Piping in Ruby with popen3

2011-10-24

If you’re using Ruby to glue together shell commands, you may want to pass some values through a filter and read the results back into Ruby. This is trivial to do in a shell script, but from a language like Perl or Ruby it is really hard.

For example, suppose you have a database full of names, and you want to parse each one into first name, last name, title, suffix, etc. This is a really complicated task, so you’re much better off using a specialized tool. Now it happens there is no such tool in Ruby, but there is a great Perl library called Lingua::EN::NameParse. So you (i.e. I) decide to write a filter in Perl that will read one name per line on stdin and print the name breakdown to stdout in YAML. Then you can read the YAML back into your Ruby script and do whatever you like with it. Viola: structured data!
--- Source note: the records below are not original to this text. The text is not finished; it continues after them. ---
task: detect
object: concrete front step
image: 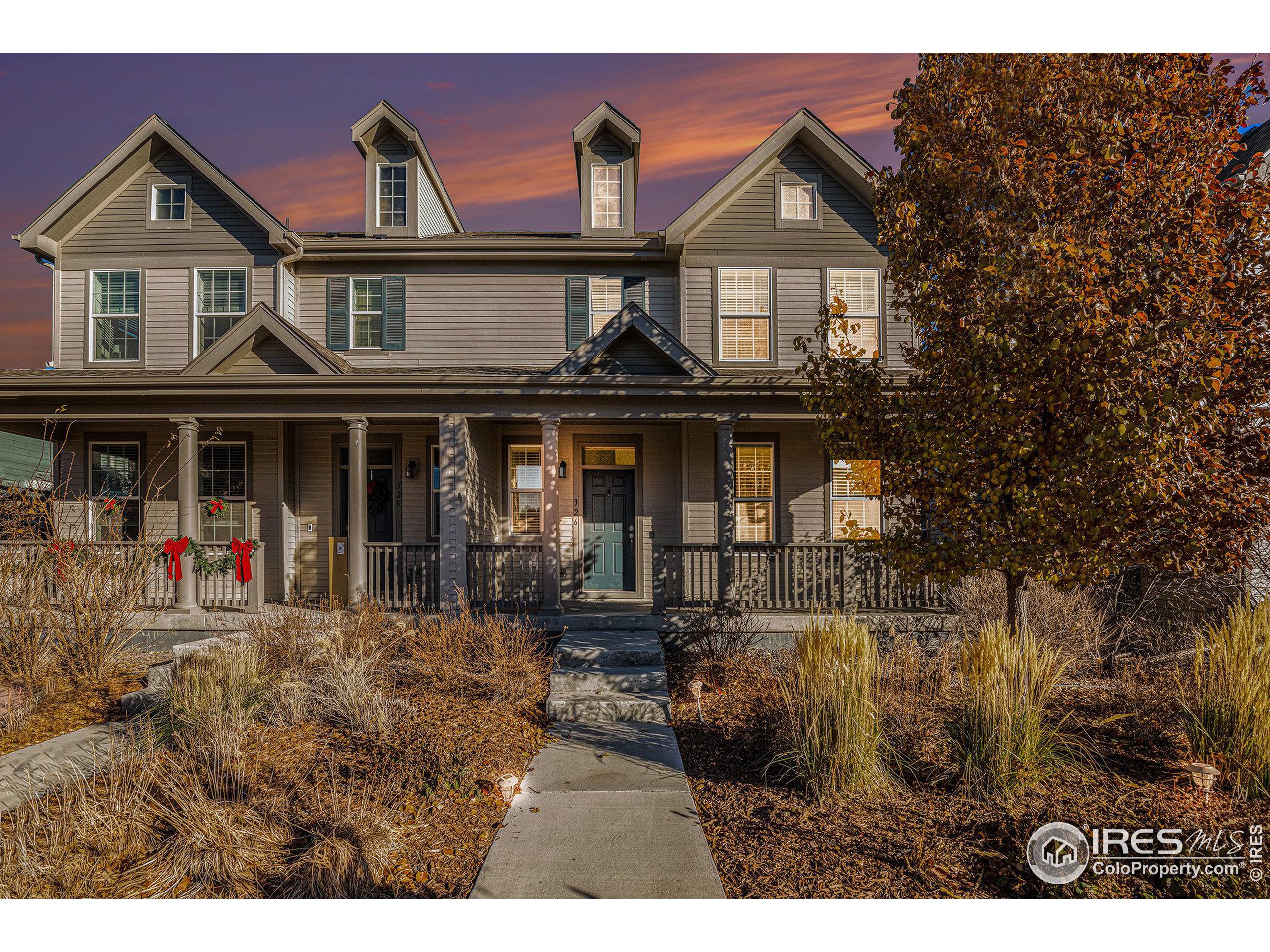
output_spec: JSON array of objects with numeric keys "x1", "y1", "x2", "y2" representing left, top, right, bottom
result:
[
  {"x1": 551, "y1": 668, "x2": 665, "y2": 694},
  {"x1": 547, "y1": 691, "x2": 671, "y2": 723}
]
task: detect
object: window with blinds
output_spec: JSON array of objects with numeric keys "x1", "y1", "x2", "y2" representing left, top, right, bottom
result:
[
  {"x1": 719, "y1": 268, "x2": 772, "y2": 360},
  {"x1": 829, "y1": 460, "x2": 882, "y2": 542},
  {"x1": 590, "y1": 278, "x2": 622, "y2": 334},
  {"x1": 590, "y1": 165, "x2": 622, "y2": 229},
  {"x1": 735, "y1": 443, "x2": 776, "y2": 542},
  {"x1": 829, "y1": 268, "x2": 882, "y2": 359},
  {"x1": 508, "y1": 446, "x2": 542, "y2": 536}
]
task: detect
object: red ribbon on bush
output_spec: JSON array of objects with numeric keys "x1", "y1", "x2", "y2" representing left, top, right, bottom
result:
[
  {"x1": 230, "y1": 538, "x2": 254, "y2": 581},
  {"x1": 163, "y1": 536, "x2": 189, "y2": 581}
]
The problem is that Ruby doesn’t give any easy way to run a command for which you both read and write. There is the popen3 command, which you can call like this:

Open3.popen3([cmd, cmd]) do |stdin, stdout, stderr|
  # ...
end

But if you try that approach, it is probably going to deadlock your code. This is a well-known problem; you’ll encounter the same thing in Perl or Python. The problem is that you need to keep feeding lines to your filter and consuming them at the same time. All the pipes (stdin, stdout, and stderr) have limited buffers, and when one fills up, everything is going to stop. Here is one page that gives a long description of the problem and attempts a (very complicated) solution using select(3). Here is another page that tackles the problem with threads.

But I found an even easier solution. In io/wait there is a module that adds the ready? method to IO objects. ready? is sort of like a non-blocking read, except it doesn’t read anything. It returns true if it’s possible to read without blocking, false if not, and nil if it’s unknown. So you can write your code like this:

require 'io/wait'

yaml = []
errors = []

stdin, stdout, stderr = Open3.popen3([cmd, cmd])

names.each do |name|
  stdin.puts name

  while stdout.ready?
    yaml << stdout.readline
  end
  while stderr.ready?
    errors << stderr.readline
  end
end

# Now get whatever else we still have to read:
stdin.close
stdout.each_line do |line|
  yaml << line
end
stderr.each_line do |line|
  errors << line
end

Don’t forget the require 'io/wait'!

The only other thing you should do is ensure your Perl code uses line-buffering even when not writing to a tty. Just include this near the top of your file:

$| = 1;

Now Perl will print each line as you ask it to, so your Ruby code will get data as you tell Perl to print it.

The Ruby code above still isn’t perfect. If our Perl program writes an incomplete line, it will deadlock. We could fix this by not using readline, but since we have complete control over the Perl program, that seems unnecessarily complicated.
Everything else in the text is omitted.